Yes, in Polish you can say that too:
Wiszę Ci 5 marek.
It is colloquial too.


----------



## dihydrogen monoxide

WannaBeMe said:


> I dont think you realy understand that, do you?
> I am talking pariculary for Serbian: One verb can be ommited only if it is well known what the orator means, thus if he´s already mentioned the verb before. Otherways the interlocuter cannot know what the orator wants to say. (Especially if there are even no nouns mentioned in the sentence).
> With other words: You cannot just say:" Ja tebi pet maraka".
> If you still think it is possible, just try to say it to a person on the street and you will see how they are going to look at you. If you would tell it to me, I would ask myself: "What the hell he wants now, to give me the five marks, or to borow, or to steel, and all possible ditransitive verbs that you can use with the noun "money".
> 
> But if you would have talked about giving the money, or borowing or whatever before you said "Ja tebi pet maraka" I could understand it. Thats why I said, only in this context. Do you understand what I mean?


 
I know what you mean. But I was talking about the sentence structure being possible. Ommiting the verb. I know what you want to say, because you'd have to know what was said before the verb was omitted. I'm not looking for semantics but syntactic part of the sentence. Well, you've said it, the verb can be omitted. 
What would you say about this:
You've robbed a bank and you're counting the money and sharing it with the accomplice. In English you'd say: One for you,one for me.... or I'll give you 1,.....
But in BCS, it would be possible to say just:
A: Ja tebi pet
B: Ti meni pet
Because you know, it refers to money being counted so you know what is going on with the money, thus the verb can be ommited.
I am not asking for semantics of the sentence but syntax. You can say Ja tebi pet maraka, but that sentence cannot stand alone, it needs another sentence to go with it.


----------



## WannaBeMe

dihydrogen monoxide said:


> I know what you mean. But I was talking about the sentence structure being possible. Ommiting the verb. I know what you want to say, because you'd have to know what was said before the verb was omitted. I'm not looking for semantics but syntactic part of the sentence. Well, you've said it, the verb can be omitted.
> What would you say about this:
> You've robbed a bank and you're counting the money and sharing it with the accomplice. In English you'd say: One for you,one for me.... or I'll give you 1,.....
> But in BCS, it would be possible to say just:
> A: Ja tebi pet
> B: Ti meni pet
> Because you know, it refers to money being counted so you know what is going on with the money, thus the verb can be ommited.
> I am not asking for semantics of the sentence but syntax. You can say Ja tebi pet maraka, but that sentence cannot stand alone, it needs another sentence to go with it.

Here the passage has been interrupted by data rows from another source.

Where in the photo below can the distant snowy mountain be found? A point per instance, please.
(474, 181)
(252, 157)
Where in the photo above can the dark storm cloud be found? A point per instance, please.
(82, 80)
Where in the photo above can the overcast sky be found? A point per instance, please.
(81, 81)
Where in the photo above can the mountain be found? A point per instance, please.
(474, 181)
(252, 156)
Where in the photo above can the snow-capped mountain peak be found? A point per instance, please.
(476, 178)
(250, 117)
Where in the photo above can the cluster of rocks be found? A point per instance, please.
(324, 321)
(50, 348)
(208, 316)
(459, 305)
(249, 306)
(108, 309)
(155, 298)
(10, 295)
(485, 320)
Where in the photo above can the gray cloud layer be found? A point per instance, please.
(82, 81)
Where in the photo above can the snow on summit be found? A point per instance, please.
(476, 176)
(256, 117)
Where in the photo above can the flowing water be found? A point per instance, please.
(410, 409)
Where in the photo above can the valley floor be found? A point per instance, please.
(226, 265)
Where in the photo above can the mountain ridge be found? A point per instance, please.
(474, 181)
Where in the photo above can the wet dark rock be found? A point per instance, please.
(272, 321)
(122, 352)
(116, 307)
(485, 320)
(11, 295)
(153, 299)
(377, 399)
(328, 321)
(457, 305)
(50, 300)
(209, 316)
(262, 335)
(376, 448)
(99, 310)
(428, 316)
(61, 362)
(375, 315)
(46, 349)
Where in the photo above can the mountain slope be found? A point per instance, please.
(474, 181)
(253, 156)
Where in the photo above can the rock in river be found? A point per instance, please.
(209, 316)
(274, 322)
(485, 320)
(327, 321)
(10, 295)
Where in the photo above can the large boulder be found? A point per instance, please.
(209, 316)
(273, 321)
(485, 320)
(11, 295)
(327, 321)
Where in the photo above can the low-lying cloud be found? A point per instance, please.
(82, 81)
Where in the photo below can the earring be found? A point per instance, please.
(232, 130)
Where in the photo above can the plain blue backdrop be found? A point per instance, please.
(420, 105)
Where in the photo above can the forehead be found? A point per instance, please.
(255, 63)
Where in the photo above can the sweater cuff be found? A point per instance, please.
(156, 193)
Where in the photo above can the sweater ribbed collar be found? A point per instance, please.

Well, it can stand alone but in some special occasions, like that what you said but normaly it cannt stand alone. If the queston here was, if it can be said, the answer is _it can_. Everithing can be said BUT... the next question is if you would be understood and if this question doesnt metter then you are completely right it can be said any time.


----------



## dihydrogen monoxide

WannaBeMe said:


> Well, it can stand alone but in some special occasions, like that what you said but normaly it cannt stand alone. If the queston here was, if it can be said, the answer is _it can_. Everithing can be said BUT... the next question is if you would be understood and if this question doesnt metter then you are completely right it can be said any time.


 
Glad we understand each other.


----------



## Heroj_MKD

In Macedonian

1. Должен сум ти пет марки / евра / долари
2. Јас тебе ти должам пет марки / евра/ долари


----------